Collapse of DNA Tetrahedron Nanostructure for "Off-On" Fluorescence Detection of DNA Methyltransferase Activity.

As a potential detection technique, highly rigid and versatile functionality of DNA tetrahedron nanostructures is often used in biosensing systems. In this work, a novel multifunctional nanostructure has been developed as an "off-on" fluorescent probe for detection of target methyltransferase by integrating the elements of DNA tetrahedron, target recognition, and dual-labeled reporter. This sensing system is initially in an "OFF" state owing to the close proximity of fluorophores and quenchers. After the substrate is recognized by target methyltransferase, the DNA tetrahedron can be methylated to produce methylated DNA sites.
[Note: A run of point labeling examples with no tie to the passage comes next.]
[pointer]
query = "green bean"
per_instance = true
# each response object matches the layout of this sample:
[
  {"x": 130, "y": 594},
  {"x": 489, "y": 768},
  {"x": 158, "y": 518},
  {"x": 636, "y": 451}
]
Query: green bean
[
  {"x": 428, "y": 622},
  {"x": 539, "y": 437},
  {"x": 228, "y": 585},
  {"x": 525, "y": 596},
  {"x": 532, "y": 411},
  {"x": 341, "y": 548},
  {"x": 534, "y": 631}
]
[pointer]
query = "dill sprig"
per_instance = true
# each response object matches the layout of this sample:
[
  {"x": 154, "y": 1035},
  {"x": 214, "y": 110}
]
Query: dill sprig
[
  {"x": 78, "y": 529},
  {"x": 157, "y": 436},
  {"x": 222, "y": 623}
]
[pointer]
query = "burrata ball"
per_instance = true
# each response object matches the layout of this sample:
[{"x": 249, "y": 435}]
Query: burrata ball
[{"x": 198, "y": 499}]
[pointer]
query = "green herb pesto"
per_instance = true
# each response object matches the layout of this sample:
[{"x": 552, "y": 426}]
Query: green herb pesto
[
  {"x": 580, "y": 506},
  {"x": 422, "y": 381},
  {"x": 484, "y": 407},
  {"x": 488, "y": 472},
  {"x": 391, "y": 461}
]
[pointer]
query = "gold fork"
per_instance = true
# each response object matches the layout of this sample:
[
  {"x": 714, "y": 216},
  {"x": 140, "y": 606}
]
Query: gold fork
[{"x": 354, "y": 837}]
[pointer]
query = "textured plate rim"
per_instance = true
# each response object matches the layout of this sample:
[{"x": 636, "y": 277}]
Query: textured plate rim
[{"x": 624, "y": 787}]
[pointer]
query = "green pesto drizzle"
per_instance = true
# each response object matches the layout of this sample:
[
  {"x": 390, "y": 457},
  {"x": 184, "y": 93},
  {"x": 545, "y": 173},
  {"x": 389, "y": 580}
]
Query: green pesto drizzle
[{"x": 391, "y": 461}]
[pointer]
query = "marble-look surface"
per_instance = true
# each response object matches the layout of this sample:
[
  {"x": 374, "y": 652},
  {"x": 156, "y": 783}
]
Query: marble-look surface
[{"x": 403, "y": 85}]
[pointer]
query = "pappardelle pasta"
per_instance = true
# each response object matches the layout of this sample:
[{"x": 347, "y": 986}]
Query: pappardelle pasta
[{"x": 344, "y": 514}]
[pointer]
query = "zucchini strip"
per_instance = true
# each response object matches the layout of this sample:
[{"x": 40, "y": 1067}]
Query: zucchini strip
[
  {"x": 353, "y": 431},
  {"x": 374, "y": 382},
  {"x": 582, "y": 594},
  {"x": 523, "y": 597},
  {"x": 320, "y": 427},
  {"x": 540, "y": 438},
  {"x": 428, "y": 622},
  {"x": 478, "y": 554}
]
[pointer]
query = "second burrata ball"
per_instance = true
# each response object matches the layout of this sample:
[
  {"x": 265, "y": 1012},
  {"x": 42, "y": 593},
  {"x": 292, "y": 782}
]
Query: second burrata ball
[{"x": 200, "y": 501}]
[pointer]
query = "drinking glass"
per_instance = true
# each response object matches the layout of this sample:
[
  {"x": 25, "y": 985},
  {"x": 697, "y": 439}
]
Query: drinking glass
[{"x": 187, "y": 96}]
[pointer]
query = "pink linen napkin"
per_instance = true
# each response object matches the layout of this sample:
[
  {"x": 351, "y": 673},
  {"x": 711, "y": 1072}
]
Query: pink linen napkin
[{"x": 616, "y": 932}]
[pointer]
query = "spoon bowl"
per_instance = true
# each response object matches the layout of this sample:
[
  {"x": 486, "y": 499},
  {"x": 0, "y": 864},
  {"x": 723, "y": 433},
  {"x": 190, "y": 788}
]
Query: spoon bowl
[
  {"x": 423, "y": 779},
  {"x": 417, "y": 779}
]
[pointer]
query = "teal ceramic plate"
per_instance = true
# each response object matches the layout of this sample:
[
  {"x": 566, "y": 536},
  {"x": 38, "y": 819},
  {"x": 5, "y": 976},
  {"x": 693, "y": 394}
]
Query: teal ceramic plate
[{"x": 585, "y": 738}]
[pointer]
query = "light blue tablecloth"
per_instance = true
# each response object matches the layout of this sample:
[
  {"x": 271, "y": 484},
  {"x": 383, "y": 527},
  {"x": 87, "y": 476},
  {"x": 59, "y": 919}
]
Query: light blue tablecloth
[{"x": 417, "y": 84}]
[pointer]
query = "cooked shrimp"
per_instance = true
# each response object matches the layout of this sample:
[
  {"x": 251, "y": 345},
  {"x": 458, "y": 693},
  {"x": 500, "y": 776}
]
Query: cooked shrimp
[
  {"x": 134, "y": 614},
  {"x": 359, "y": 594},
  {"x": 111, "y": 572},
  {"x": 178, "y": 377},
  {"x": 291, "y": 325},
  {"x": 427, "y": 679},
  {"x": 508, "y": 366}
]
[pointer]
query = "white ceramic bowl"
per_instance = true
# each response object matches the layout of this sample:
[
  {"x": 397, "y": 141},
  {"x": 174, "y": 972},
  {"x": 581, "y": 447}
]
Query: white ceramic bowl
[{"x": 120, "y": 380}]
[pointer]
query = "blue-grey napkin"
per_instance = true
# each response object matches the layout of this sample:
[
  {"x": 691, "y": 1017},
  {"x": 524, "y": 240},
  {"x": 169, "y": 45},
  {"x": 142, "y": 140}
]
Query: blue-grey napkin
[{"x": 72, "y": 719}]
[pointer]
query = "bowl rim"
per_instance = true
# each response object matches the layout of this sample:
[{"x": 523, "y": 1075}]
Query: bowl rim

These sites can be recognized and cut by the restriction endonuclease DpnI to bring about the collapse of the DNA tetrahedron, which leads to the separation of the dual-labeled reporters from the quenchers, and thus the recovery of fluorescence signal to produce an "ON" state. The proposed DNA tetrahedron-based sensing method can detect Dam methyltransferase in the range of 0.1-90 U mL-1 with a detection limit of 0.045 U mL-1 and shows good specificity and reproducibility for detection of Dam methyltransferase in a real sample. It has been successfully applied for screening various methylation inhibitors. Thus, this work possesses a promising prospect for detection of DNA methyltransfrase in the field of clinical diagnostics.